Time to move on! Grab your water and we’ll take a short walk down the road to another great site, that is also part of the UNESCO World Heritage Site. The road can be busy and the footpath is narrow, so take care. We’ll stay on the left for now, as we’ll pass the Castalian Spring, where visitors to Delphi used to stop for refreshment and cleansing, and where Pythia and the priests cleansed themselves before the oracle-giving ceremony. There is a newer water fountain by the road now, for modern tourist refreshment, and access to the spring itself was not obvious to me. However, it certainly used to be open as I had a wash there back in 1975.
Now we’ll cross the road and make our way to the place ahead where several buses are waiting for their groups to return.
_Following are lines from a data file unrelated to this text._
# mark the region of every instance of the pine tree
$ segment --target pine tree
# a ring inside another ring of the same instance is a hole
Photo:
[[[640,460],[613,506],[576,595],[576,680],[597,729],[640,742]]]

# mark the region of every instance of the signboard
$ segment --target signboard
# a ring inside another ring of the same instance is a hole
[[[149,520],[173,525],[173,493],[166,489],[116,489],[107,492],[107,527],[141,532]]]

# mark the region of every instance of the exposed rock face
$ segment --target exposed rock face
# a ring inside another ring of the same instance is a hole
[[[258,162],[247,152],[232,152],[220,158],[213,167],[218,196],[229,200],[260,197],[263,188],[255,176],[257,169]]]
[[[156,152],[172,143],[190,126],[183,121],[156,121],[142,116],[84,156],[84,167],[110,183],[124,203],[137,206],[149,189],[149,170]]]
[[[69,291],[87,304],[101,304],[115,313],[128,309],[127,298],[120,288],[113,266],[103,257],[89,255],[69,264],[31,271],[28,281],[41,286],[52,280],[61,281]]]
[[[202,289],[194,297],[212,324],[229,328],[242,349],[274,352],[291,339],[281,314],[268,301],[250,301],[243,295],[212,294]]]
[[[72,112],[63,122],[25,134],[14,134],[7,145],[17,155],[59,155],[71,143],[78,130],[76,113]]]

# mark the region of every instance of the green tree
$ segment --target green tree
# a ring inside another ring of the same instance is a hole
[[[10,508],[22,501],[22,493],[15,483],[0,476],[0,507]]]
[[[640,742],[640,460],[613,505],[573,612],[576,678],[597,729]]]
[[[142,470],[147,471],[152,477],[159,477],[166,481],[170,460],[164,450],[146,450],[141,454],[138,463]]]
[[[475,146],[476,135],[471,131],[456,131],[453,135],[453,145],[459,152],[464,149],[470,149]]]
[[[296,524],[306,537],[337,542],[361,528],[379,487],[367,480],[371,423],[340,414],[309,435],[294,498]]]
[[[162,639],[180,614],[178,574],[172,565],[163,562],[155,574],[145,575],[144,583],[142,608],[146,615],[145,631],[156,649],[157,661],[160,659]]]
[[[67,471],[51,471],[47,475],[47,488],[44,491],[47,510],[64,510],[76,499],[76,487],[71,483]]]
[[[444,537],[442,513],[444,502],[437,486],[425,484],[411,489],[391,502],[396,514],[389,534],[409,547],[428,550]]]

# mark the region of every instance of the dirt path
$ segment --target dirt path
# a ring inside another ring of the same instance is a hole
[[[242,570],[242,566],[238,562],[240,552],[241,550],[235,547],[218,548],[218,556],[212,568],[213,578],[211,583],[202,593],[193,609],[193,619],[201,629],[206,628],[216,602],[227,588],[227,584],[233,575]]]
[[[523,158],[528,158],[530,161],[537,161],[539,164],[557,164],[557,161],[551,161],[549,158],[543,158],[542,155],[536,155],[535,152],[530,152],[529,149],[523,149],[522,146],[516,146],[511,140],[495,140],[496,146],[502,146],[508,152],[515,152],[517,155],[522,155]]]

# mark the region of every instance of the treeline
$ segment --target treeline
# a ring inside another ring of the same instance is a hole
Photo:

There is an entrance here to the Athena Pronaia Sanctuary, and the Tholos of Delphi. The quick route down has a locked gate at the top, but turn right and there is a long path that leads you there; and it really is worth making this detour. In fact, the Tholos is apparently the most photographed structure in Delphi.
Athena Pronoia was worshiped for her many attributes, including the goddess of peace, of war, of arts, of trade and agriculture, of labour and was also popular with those expecting a child.
The sanctuary is believed to have been small when first built in around 600 BC, with just one temple and an altar. It developed over the years and acquired treasuries, extra temples and altars, plus a pedestal supporting the trophy of Delphi. Two of the smaller temples were dedicated to Hygieia and Eileitshyia, deities for childbirth.
A Tholos is a circular temple. The one here was constructed between 380 and 360 BC. It consisted of 20 Doric columns arranged in a circle with an exterior diameter of 14.8 metres, with another 10 columns, this time Corinthian-style, in the interior. The exterior columns supported an eight-arched roof, plus metopes and triglyphs galore.
Much of this site is now left to our imagination, but three columns of the Tholos have been reconstructed and it makes an impressive sight.